On Sep 27, 2014, at 4:06 PM, ANDY HOLT<andy.holt at
tesco.net> wrote:
On Sat,
Sep 27, 2014 at 12:50 AM, Dave G4UGM<dave.g4ugm at gmail.com> wrote:
On reading [Dijkstra's] quotes he sounds very
bitter and twisted about all the
languages in common use in commercial and scientific computing when he wrote
that quote (around 1975 I believe)...
He slates Basic, Cobol, Fortran, APL and PL1..
Because they all sucked, for various reasons. Being in common use
doesn't mean that they're good in any absolute ...
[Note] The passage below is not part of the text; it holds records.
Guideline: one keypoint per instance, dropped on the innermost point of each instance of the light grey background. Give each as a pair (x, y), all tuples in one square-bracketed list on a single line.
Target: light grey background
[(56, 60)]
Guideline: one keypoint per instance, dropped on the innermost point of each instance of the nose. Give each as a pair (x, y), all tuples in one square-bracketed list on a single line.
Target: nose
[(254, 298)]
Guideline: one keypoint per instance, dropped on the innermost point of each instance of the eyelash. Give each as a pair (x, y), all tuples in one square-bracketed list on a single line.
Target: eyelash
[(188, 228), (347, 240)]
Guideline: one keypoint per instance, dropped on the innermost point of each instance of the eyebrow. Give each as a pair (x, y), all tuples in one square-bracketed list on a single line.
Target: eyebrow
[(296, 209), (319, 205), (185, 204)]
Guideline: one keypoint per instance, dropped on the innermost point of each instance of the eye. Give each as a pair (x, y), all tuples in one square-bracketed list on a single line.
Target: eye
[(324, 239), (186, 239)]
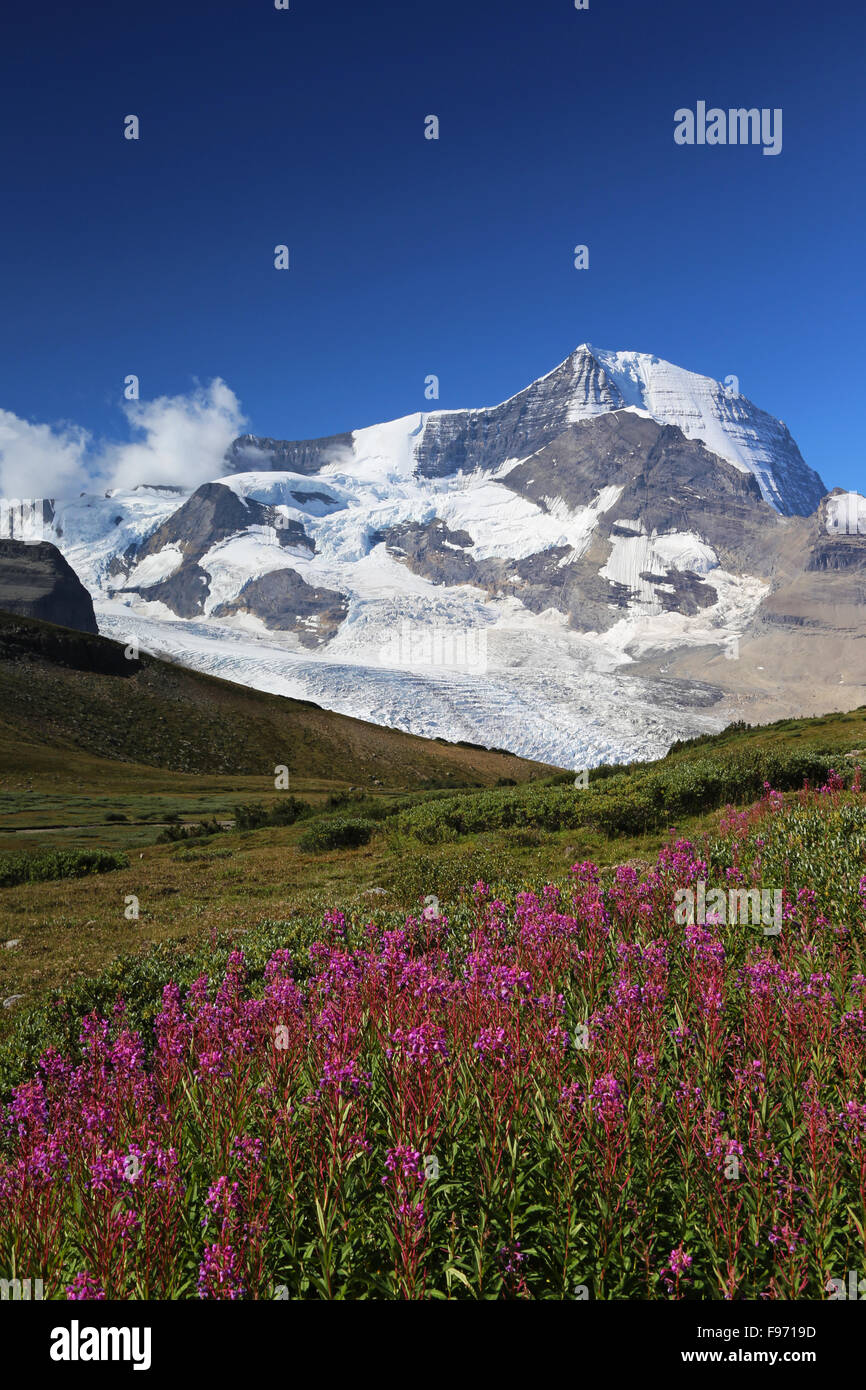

Dijkstra's key interest was proving program correctness (he was a
mathematician).
All the stated languages had features that made this difficult - if not outright
impossible.
But he didn't have a good answer when I asked him if this didn't just push the
problem back
to the program specification, not to mention the problem that in "the real
world" specifications
received frequent modification.
So what was his answer?
Proof of program correctness is one of those
things that I feel "would be nice, but will /never/
happen for real applications?.
I would have thought so too (and that was after taking his course). Then I
found out about a real-time OS that was evaluated under the Common Criteria security
standards to EAL 7 (the highest level), a year or two ago. Take a look at what the
description for that level says; it?s pretty close to proof of correctness, perhaps the
actual thing. And that was for a commercial product with real world applications.